I already knew in agonizing detail how the whole night would unfold. Jansen was a party of fifteen, but only thirteen would show up, because the group had been out wine tasting the entire day, and two girls would have already passed out at the hotel, their heads balanced delicately over the edge of the bed to avoid vomit asphyxiation.
Festivities would start with a round of Lemon Drops, followed by selfies, followed by a round of Himalayan Blow Jobs (the shot, not the Sherpa-based sex act), and more selfies. There’d be a polite but stern noise complaint from a nearby diner, which would be met with vitriol and retribution from the maid of honor, and eventually every single customer on the terrace would have to be re-seated with a comped entrée.
By the start of the second course, two more bridesmaids would be “Man down!” and loaded into the limo to be whisked away. This would cause the Bride to launch into Tearful and Wailing Speech Number One: Don’t You Understand This Is My Wedding? The remedy for this drama would be another round of shots, followed by the meat course, which everyone would secretly want to eat but no one will eat.
I would then be asked if dancing is allowed. I would say no. This would be met with Tearful and Wailing Speech Number Two: Don’t You Fucking Understand This Is My Wedding?
At the end of the evening, three of the four remaining conscious bridesmaids would attempt to split the check, and they would get it wrong three times. It would be my fault, obviously, and then Drunk Math would result in a three-hundred-dollar underpayment, coming out of the service charge.
“I’ll bet you a hundred bucks I sell the most expensive bottle tonight,” I blurted. I’m not exactly sure why I said it: Anger at a manager who didn’t respect who I was or what I’d been through; or jealousy of a kid who accomplished in six years what took me twenty.
Andrew froze at the door. “Wait, what? Are you serious?”
“Dead serious,” I said.
Andrew folded his arms across his chest and stared at me as if I asked him to solve a quadratic equation. “So, you’ll bet me a hundred dollars that you can sell a more expensive wine to the Mike’s Hard Lemonade Crew than I can to the Board of Directors of the nation’s third-largest private equity firm?”
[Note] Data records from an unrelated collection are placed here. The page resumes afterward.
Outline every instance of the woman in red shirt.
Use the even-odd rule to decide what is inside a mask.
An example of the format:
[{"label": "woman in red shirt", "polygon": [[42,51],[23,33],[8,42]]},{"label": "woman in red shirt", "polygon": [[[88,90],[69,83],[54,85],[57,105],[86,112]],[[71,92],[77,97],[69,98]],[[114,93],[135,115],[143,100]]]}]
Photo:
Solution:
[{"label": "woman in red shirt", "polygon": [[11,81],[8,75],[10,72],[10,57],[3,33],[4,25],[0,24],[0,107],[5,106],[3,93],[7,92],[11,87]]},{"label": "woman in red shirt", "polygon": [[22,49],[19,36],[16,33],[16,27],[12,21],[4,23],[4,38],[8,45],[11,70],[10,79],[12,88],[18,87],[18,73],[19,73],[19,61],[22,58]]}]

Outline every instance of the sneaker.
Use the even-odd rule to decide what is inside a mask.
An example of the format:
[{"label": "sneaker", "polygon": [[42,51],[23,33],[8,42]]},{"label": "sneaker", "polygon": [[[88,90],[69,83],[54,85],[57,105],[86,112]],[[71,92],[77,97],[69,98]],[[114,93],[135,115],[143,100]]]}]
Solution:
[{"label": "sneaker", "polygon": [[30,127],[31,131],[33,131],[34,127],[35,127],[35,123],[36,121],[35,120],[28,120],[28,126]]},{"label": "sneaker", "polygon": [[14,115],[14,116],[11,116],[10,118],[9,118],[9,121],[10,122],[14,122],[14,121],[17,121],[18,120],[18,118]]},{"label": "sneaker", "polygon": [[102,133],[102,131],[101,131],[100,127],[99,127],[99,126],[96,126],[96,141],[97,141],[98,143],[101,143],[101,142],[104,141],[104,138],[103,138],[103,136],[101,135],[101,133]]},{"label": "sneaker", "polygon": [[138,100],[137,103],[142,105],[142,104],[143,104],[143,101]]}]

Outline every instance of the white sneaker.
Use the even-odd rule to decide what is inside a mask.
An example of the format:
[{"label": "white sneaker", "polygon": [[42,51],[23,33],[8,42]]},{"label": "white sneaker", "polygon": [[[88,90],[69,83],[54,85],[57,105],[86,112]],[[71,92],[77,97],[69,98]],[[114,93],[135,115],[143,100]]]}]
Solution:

Well, when you put it that way… No matter. I was betting on my ability to optimize potential. I mean, it’s not like the Jansens had booked their party at Applebee’s.
“You got it.”
“You’re on.” Andrew stuck out his hand and I shook it. He had that kind of non-committal handshake that feels like you’re clutching a wet hunk of pork loin. I dropped his hand and brushed past him.
I’ll never say out loud that I doubted my potential to win the bet, but it crossed my mind to add Franzia to the system and charge $1,000 per box for it.